Focus on women

Women in many traditional societies are the main users of nature products, the primary caretakers of family health and the providers of food and water for the family. Our experience working with local communities has always taught us that conservation and development initiatives were more sustainable when women were fully involved.

"Throughout Africa, women are the primary caretakers, holding significant responsibility for tilling the land and feeding their families. As a result, they are often the first to become aware of environmental damage as resources become scarce and incapable of sustaining their families."

Wangari Maathai, Nobel Peace Prize.

Women are primary users of biodiversity as they gather water and nature products for food, building, firewood and medicine while they also grow most food crops. Ensuring that their traditional knowledge of biodiversity is passed down to future generations also ensure’s people’s future well-being and health, locally and globally.

Women, resource use and traditional knowledge

We promote the key role of women in natural resource management, as women have traditionnally used biodiversity for food, medicine, firewood and house building.

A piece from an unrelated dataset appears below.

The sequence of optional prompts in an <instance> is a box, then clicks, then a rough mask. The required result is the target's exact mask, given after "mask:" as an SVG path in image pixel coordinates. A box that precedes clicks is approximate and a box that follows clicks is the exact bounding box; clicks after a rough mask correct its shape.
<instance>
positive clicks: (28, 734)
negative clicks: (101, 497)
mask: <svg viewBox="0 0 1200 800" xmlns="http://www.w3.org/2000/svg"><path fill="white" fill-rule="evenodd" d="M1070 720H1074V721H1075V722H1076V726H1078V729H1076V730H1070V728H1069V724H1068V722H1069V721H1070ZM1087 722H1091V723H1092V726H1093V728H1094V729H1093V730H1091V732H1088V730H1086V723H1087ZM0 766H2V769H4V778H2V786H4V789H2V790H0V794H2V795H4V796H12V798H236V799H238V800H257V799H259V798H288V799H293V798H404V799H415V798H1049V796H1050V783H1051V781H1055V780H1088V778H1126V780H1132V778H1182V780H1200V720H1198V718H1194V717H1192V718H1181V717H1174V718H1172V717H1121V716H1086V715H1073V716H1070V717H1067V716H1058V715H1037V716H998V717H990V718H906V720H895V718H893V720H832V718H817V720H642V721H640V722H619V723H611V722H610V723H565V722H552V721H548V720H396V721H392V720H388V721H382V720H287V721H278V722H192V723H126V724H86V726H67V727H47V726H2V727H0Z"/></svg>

Their awareness of the nourishing, healing and building elements available in nature have always been passed on to future generations of women and as such they represent the main guardians of traditional knowledge of biodiversity.

Women, food security and climate change

We support local women to improve and adapt crop production to climate change using sustainable practices building on traditional techniques.  It is mainly women who manage home gardens and crops that will feed their families and who provide up to 90% of the rural poor’s food. The crucial role played by women in adapting to climate change is now recognised as in some places, women are already growing many varieties of each food crop while selecting the best ones depending on climatic conditions.

Women and water

We improve water hygiene and access to drinking water and sanitation close to people’s homes in order to improved health status, especially in children which suffer the most from water-related diseases.  Improved access to safe water also relieves women and children from the burden of collecting water far away from home -  an activity which can take up to 26% of women’s time – thus enabling  them to engage in more productive activities such as education and food production.

Women and family health

We empower women in biodiversity-rich areas to make their own choice about their family size and to improve their family health, while being also able to access better maternal care.  Providing families with access to family planning services is key for breaking the cycle of environmental degradation and poverty in which local communities living in remote and biodiverse areas are often entangled.